The Gordon Bell award recognizes “outstanding achievement in high performance computing”. The organizers add that it is meant to track progress in parallel computing with “particular emphasis on rewarding innovation in applying HPC to applications in science, engineering, and large-scale data analysis”. One could argue that this prize winner for 2021 is showing remarkable parallel computing capabilities (in addition to porting this work to a novel architecture). But the application itself is really just a benchmark – and not necessarily one that has huge real-world value in an era of pandemics, global climate change, and major calamities that could benefit from massive simulation.
The award can also honor “peak performance or special achievements in scalability and time-to-solution on important science and engineering problems”. While the Sunway system has the former, the latter is worth questioning. It might generate different feelings if this were not the first system to run the winning submission that was not public.
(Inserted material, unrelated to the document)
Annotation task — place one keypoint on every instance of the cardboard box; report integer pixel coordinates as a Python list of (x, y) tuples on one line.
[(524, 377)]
The Sunway system and the Tianhe-3 exascale supercomputers that came to light quietly are definitely not playing by the rules we expect in HPC with big, public machines showing off real-world scalability for problems that matter here and now.
Other than the issue of real-world value for this important prize in supercomputing, there is another aspect that sits ill with many in HPC: this paper was about China “coming out” with word it has an exascale system before the actual news broke. While the results in the paper are not truly exascale in the classical sense (they are based on low precision versus double-precision/FP64 results), the paper is seen by many as a “humble brag”, showcasing a cherry picked application for how it proves the system can handle traditional HPC simulations (FP64), and do AI workhorse tasks too with mixed precision and a tensor/matrix math acceleration component that is an alternative to modern GPUs on supercomputers.
So remember, up at the top, we say the paper is not all it appears and is also quite a bit more?
It turns out the simulation isn’t the story. For China, it was an attention-grabbing headline to show off a mixed-precision beast and to confirm to the world the system was real, despite the lack of public Top500 listing.
To be clear, for those from the outside, the Top500 listing is all double-precision focused in its exascale designation. The Chinese Sunway system is indeed the true definition of an exascale machine in a benchmark. However, benchmarks are often far from real-world application performance, hence the ability to have a true exascale capable system but top-level application performance that is significantly under that benchmarked peak. China wanted both stories to hit at the same time. And they did.
And here’s the thing: that a paper meant to stun the world with the details about a system’s capabilities (without China having to go through the actual rigor of publicly sharing its full HPL, HPCG, Green500 results) actually won a coveted prize for its application work is surprising at best – foolish on the part of the award committee.
The title got the attention of press, the scalability (despite low-precision/not HPC) got the attention of the prize committee. And what that means is that everyone did exactly what the powers-that-be in China (the same ones who decided to keep Top500 results quiet) wanted.